For those who don’t own a Simucube 2 Pro might very likely own a Fanatec DD2. Fanatec is responsible, perhaps, for bringing sim racing to the mainstream with devices that out of the box are very good. The DD2’s force feedback is strong and has lots of clarity. Some owners feel that the FFB isn’t anything like as smooth as the SC2, and can actually be quite notchy and grainy at times.
But the DD2 is extremely setup dependent – feelings like graininess and associations can be dialled out. If you own a DD2, you might agree that the proprietory QR hub can have a bit of play at times. This has always been the weak point of Fanatec devices, the QR isn’t great and you’re in a closed ecosystem, with really only a choice of Fanatec sim steering wheels to complement the device. This, of course, is fine for most sim racers but those with an inclination to explore, make their own wheels or choose say, a Cube Controls unit would likely be better off staying away from the Fanatec ecosystem. Read our DD2 vs Simucube 2 Pro comparison here.
Simucube 2 Sport
A slightly less powerful direct drive unit, the Simucube 2 Sport is plenty for most sim drivers.
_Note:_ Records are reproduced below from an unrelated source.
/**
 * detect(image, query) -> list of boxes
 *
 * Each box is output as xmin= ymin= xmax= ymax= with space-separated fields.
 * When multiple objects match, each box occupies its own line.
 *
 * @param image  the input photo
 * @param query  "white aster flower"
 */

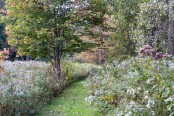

It has practically the same feel as the SC2 Pro, but just delivers a lower peak torque.
Frankly, I don’t use the full torque of my Simucube 2 Pro anyway and I’ve always thought that the Sport would have made a fantastic alternative. Get access to all the same features including wireless wheel technology, an SQR hub and Truedrive at a lower price. Ideal for sim build on a budget price without compromising on the equipment, and ideal as an upgrade from an older or belt drive wheelbase!
The VRS DirectForce Pro Wheel Base is priced below the Simucube 2 Pro and Fanatec DD2. It features a 20Nm MiGE motor with a 22-bit BISS-C encoder with custom control electronics. The wheel can be supplied with a hub adapter that tightens down on the MiGE motor shaft and screws to the back of the wheel using a 70mm PCD pattern. You can of course choose any MiGE shaft compatible QR hub.
Unlike the DD2 and Simucube, the USB controller is located in a separate box alongside the power supply. This is a typical configuration for MiGE based units similar to the early Simucube 1. If you’re a sim racing technology geek then the VRS is a well-rated option, but depending on the level of support you feel you might need, or the game title you play, it might still be a bit too early to consider for a beginner to intermediate sim owner.
Fanatec CSL DD
The darling of the budget sim racing community, the CSL DD is a neat little package priced around the 400EUR mark. For that money you get a device that is leagues ahead of the current Thrustmaster and Logitech offering, producing up to 8Nm of torque depending on the power pack option you choose. Early reviews have been promising and, if you’re a beginner, this could be a good option.
Remember though that you’re committing yourself to the Fanatec ecosystem which limits your choice of wheel. It also has the same QR hub as their other wheelbases, a good thing if you’re upgrading from a CSL Elite as you can keep your old wheel(s).